The first treatment in Tijuana in June seemed to help him after a few weeks, though U.S. experts caution against drawing conclusions about causation based on anecdotal evidence.

In general, “there can be healing that can take place over time without any treatment,” said R. Alta Charo, a law professor and bioethics expert at the University of Wisconsin. “The fact that (a patient) got this treatment and then healing doesn’t necessarily mean the treatment caused the healing.”

A legend forged in time, place and family

In July, Cherry Starr said her husband could walk and feed himself and that his cognition had improved dramatically.

But then came a big setback in late summer, when both Cherry and Bart Starr suffered from a respiratory illness that she said was making the rounds in Alabama. His temperature hit 103 degrees, and his heart rate hit 200 beats per minute on the way to hospital, “which is almost a death sentence for a man 81 years old,” Cherry Starr said.
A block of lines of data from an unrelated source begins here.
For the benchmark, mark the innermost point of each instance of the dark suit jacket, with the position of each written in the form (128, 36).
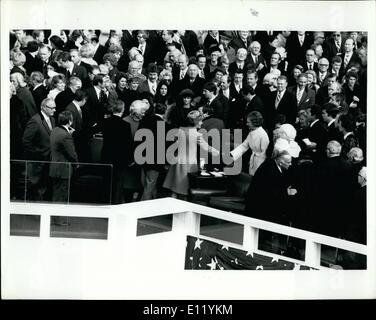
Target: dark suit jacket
(32, 64)
(98, 56)
(304, 64)
(117, 142)
(190, 42)
(63, 99)
(330, 49)
(322, 96)
(197, 85)
(287, 106)
(28, 102)
(334, 134)
(62, 152)
(39, 94)
(36, 138)
(296, 52)
(267, 194)
(307, 100)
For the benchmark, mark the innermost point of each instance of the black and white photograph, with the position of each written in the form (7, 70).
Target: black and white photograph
(168, 150)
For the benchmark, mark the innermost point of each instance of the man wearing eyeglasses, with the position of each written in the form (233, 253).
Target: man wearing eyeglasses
(334, 46)
(36, 142)
(309, 63)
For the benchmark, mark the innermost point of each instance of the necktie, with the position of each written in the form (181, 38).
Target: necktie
(277, 100)
(102, 97)
(346, 60)
(49, 123)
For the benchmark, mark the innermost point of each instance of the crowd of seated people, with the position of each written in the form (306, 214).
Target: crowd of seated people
(299, 99)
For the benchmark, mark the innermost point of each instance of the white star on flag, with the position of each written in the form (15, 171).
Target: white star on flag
(212, 265)
(198, 244)
(249, 253)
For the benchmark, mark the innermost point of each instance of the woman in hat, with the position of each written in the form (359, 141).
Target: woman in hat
(188, 139)
(177, 115)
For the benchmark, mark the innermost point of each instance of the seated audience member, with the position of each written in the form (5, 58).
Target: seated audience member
(346, 126)
(117, 149)
(188, 141)
(24, 94)
(57, 85)
(63, 154)
(257, 140)
(268, 194)
(18, 60)
(39, 91)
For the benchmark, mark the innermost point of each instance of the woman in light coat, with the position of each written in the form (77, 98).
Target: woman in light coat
(257, 140)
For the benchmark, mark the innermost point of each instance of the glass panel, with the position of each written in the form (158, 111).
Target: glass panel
(78, 227)
(25, 225)
(221, 229)
(71, 183)
(154, 225)
(17, 180)
(91, 183)
(281, 244)
(342, 259)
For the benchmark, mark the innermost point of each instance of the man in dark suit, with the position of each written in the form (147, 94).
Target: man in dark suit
(322, 95)
(153, 168)
(99, 50)
(80, 125)
(66, 97)
(349, 56)
(190, 42)
(193, 82)
(63, 153)
(117, 148)
(329, 113)
(212, 39)
(322, 73)
(346, 125)
(44, 54)
(305, 97)
(73, 69)
(39, 91)
(36, 142)
(297, 45)
(220, 109)
(309, 62)
(268, 194)
(281, 102)
(151, 83)
(335, 184)
(243, 40)
(334, 46)
(33, 63)
(239, 63)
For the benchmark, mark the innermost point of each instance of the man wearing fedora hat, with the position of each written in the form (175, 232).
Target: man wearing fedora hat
(151, 83)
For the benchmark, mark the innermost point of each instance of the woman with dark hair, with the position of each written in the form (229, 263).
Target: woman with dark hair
(121, 86)
(352, 90)
(56, 43)
(177, 115)
(257, 140)
(188, 140)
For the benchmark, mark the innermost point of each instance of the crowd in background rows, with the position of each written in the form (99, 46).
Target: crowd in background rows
(304, 93)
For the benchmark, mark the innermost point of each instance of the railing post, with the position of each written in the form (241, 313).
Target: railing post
(45, 225)
(313, 254)
(250, 238)
(188, 222)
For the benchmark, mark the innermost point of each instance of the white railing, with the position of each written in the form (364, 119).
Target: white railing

The ordeal threatened the progress he’s made this year, but he’s recovered enough to make another trip to Tijuana, which had been scheduled before his setback.

The trip last week included a special surprise.  Before his treatment in Tijuana, the Starrs had dinner across the border in San Diego with Steve Mariucci, the former NFL head coach.  It was Mariucci’s 60th birthday.

“We just had a nice quiet dinner with Bart,” Cherry Starr said. “It was really, really sweet.”

It might have seemed as if the stars were aligning just right for the Starrs to return to Green Bay. Mariucci, after all, once was Favre’s quarterback coach in Green Bay.

“Bart will be going on the field with Brett,” Cherry Starr said. “We’re really excited about that.”